The order is important to him. But what order actually shows up in reality, first content and then consciousness or are they given together? To begin with, we note that “raw physical material” is a theoretical construct which is never given in actuality. As I’ve already discussed in previous entries, before we can even get to “wave forms” we have to pass through important preliminary steps. We have to begin theorizing; that is, implementing the process of elimination that removes all that the scientist doesn’t want in the picture, everything that would merely complicate matters. With this move, the context of reality already changes, passing over into the theoretical realm. We recall that, as part of this process, the so-called “psychological factors” are also removed. (At least to the best of science’s ability. The catch is that science can never do away with the consciousness of the scientist. We might even call science a hyper-conscious activity. But more on that later.)

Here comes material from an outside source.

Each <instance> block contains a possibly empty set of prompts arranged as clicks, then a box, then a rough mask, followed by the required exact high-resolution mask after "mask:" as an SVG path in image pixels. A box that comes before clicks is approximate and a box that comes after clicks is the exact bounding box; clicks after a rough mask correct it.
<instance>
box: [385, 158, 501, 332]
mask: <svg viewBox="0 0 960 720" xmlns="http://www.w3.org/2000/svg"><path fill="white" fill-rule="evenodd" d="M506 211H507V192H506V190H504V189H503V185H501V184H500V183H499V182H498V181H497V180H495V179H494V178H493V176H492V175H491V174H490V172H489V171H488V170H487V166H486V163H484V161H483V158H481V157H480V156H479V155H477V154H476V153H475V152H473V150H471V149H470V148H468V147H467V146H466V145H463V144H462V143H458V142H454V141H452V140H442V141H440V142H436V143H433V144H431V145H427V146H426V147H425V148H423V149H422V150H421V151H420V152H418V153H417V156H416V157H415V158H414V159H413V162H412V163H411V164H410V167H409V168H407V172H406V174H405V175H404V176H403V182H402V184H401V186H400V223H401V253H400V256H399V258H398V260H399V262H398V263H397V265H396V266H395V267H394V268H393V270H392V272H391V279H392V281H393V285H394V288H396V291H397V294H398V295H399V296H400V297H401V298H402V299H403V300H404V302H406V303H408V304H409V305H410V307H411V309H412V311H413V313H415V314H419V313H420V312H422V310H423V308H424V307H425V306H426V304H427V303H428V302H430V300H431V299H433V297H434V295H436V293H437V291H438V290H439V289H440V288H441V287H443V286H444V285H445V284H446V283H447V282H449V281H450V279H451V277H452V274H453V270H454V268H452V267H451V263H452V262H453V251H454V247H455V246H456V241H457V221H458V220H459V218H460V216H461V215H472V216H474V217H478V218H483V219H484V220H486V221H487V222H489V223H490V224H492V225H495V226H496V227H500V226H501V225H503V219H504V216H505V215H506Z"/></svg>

“When we learn that the only difference between gold and silver is the number of subatomic particles in their atoms, we may feel cheated or angry.”
But who actually feels cheated or angry upon learning that gold and silver are subatomically similar? Dennett wants to say something like this: In human experience, gold is substantially more expensive, more valuable, than silver. In reality, however, the objective difference between these elements is extremely small, merely the number of subatomic particles. Thus human experience doesn’t match reality, doesn’t conform to it. He therefore concludes that human experience is a fiction. As he sees it, the only real thing is the difference between gold and silver as elements. In his method of proceeding, we see how all the context in which gold and silver actually manifest themselves, what we normally experience as gold and silver in real life (which includes but is not limited to the chemical determinations of these substances), has been discounted as illusory. Dennett simply excludes normal human experience — and along with it the way things show up within it — from the realm of reality. But we object to this move. We maintain that what usually gets discounted as “naive realism” is much more important toward defining reality than is commonly allowed. In fact, we see it as a necessary part of it.
To further underscore this, let’s apply what Dennett says about gold and silver to evolution. Already in conformity with the scientific way of positing things, common sense today sees that the genetic difference between human beings and chimpanzees is slight. From this it concludes that there is a very close affinity between human beings and chimpanzees. But is this really a valid way of gauging the actual difference between human beings and chimpanzees? At the very least, genetic makeup is not a sufficient indicator. When we look at what I call reality as opposed to what Dennett means by the word, we see vast differences between human beings and not only chimps but all other animals, differences that include human culture, philosophy, science, art, literature, morality, religion, etc. Measured this way, the affinity between human beings and animals doesn’t look as close as it does when we only take the genetic view into account. This is why the Judeo-Christian tradition speaks of the human as distinct from the animals, as possessing a soul. In the order of nature on earth, the human being is sui generis. If I reject the vulgar neo-Darwinian view that depicts man as just one animal among others, as nothing but an over evolved ape, this has nothing to do with a denial of evolution. I do not need to deny evolution or even take a position on it one way or the other in order to reject the neo-Darwinian view of what it means to be human. I see this as the difference between seeing man only as a biological creature and seeing him spiritually, as a spiritual being — human being as a mere body versus being human as a way of being.
If we want to start with the whole, Dennett’s definition of reality won’t do. Reality is more multivalent than that and it includes how things manifest themselves to human consciousness. If we want to begin with the whole, we have to redefine what is meant by the word “reality.” This is now our task.